Für gewisse Aufwendungen erlaubt § 34 Abs. 6 EStG 1988 einen Abzug auch ohne Berücksichtigung eines Selbstbehaltes. Dazu gehören u.a. Mehraufwendungen im Zusammenhang mit einer Behinderung des Abgabepflichtigen, soweit diese damit in Zusammenhang stehende, pflegebedingt erhaltene Geldleistungen (zB ein Pflegegeld) übersteigen (§ 34 Abs. 6 Teilstrich 5 EStG1988). Durch Verordnung des Bundesministers für Finanzen kann festgelegt werden, unter welchen Umständen solche Mehraufwendungen aus dem Titel der Behinderung zudem ohne Anrechnung auf einen Freibetrag nach § 35 Abs. 3 EStG 1988 und ohne Anrechnung auf das Pflegegeld zu berücksichtigen sind.
Die zu § 34 Abs. 6 EStG1988 ergangene Verordnung des Bundesministers für Finanzen, BGBl 303/1996 idF BGBl II 91/1998 idF BGBl II 416/2001, nennt in § 4 nicht regelmäßig anfallende Aufwendungen für Hilfsmittel (zB Rollstuhl, Hörgerät, Blindenhilfsmittel) sowie Kosten der Heilbehandlung als neben dem Pflegegeld voll abzugsfähig. Hat eine Abgabepflichtige Aufwendungen durch ihre eigene körperliche oder geistige Behinderung, für welche eine Minderung der Erwerbsfähigkeit im Ausmaß von mindestens 25% festgestellt wurde, sind derartige Kosten nach dieser Verordnung ohne Kürzung um Pflegegeldbezüge zu berücksichtigen, soweit die Ausgaben nachgewiesen werden.

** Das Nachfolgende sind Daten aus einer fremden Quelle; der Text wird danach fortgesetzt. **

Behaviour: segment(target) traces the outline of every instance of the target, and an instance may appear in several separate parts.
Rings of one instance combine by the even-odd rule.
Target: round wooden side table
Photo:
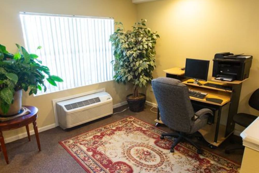
[[[23,106],[26,107],[30,110],[31,113],[30,114],[12,120],[0,122],[0,143],[1,143],[1,148],[4,154],[4,158],[7,164],[9,164],[9,162],[8,160],[7,153],[4,143],[4,140],[2,133],[3,131],[13,130],[25,126],[29,141],[30,141],[31,137],[30,136],[28,125],[32,123],[33,124],[35,135],[36,137],[37,143],[38,144],[38,148],[39,148],[39,151],[40,151],[40,139],[39,137],[38,128],[36,123],[36,120],[38,116],[37,115],[38,108],[35,107],[31,106]]]

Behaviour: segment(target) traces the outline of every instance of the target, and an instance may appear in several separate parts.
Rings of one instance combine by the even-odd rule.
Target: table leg
[[[7,164],[9,164],[9,161],[8,160],[8,156],[7,156],[7,152],[6,151],[6,149],[5,148],[5,145],[4,144],[4,140],[3,136],[3,133],[0,131],[0,143],[1,143],[1,148],[4,157],[4,159],[5,160]]]
[[[28,136],[29,141],[31,141],[31,136],[30,136],[30,130],[29,129],[29,125],[26,125],[26,131],[27,131],[27,134]]]
[[[36,139],[37,140],[37,143],[38,144],[38,148],[39,148],[39,150],[40,151],[40,139],[39,137],[38,127],[37,126],[37,123],[36,122],[36,121],[34,121],[32,123],[33,124],[33,128],[34,129],[35,136],[36,137]]]
[[[160,112],[159,111],[159,108],[157,106],[157,113],[156,114],[156,119],[157,120],[159,120],[160,119]]]
[[[220,116],[221,116],[222,109],[222,107],[219,106],[218,113],[218,117],[217,118],[217,124],[216,125],[215,136],[214,139],[214,143],[217,143],[218,142],[218,136],[219,134],[219,123],[220,121]]]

Nach Lehre und Rechtsprechung sind Kosten einer Heilbehandlung Arztkosten, Spitalskosten, Kurkosten für ärztlich verordnete Kuren, Therapiekosten, Kosten für Medikamente, sofern sie in Zusammenhang mit der Behinderung stehen, allenfalls Krankentransportkosten oder Fahrtkosten sowie Kosten für ärztlich verordnete Maßnahmen, die der Heilung oder zumindest Linderung oder Stabilisierung einer Krankheit dienen.
Für die steuerliche Anerkennung von Krankheitskosten als außergewöhnliche Belastung ist es erforderlich,
- dass nachweislich eine Krankheit vorliegt, die eine Heilbehandlung bzw. Heilbetreuung erfordert,
- dass die Heilbehandlung bzw. Heilbetreuung nachweislich in direktem Zusammenhang mit der Krankheit steht und
- dass die Heilbehandlung bzw. Heilbetreuung nachweislich eine taugliche Maßnahme zur Linderung oder Heilung der Krankheit darstellt.
Die Nichtabziehbarkeit privater Ausgaben und Aufwendungen nach § 20 EStG 1988 gilt nicht für die außergewöhnliche Belastung. Außergewöhnliche Belastungen können schon bestimmungsgemäß nur Kosten der Lebensführung betreffen (vgl. , VwSlg 7751/F; Fuchs in Doralt/Kirchmayr/Mayr/Zorn [Hrsg], Kommentar zum EStG20, Rz 11)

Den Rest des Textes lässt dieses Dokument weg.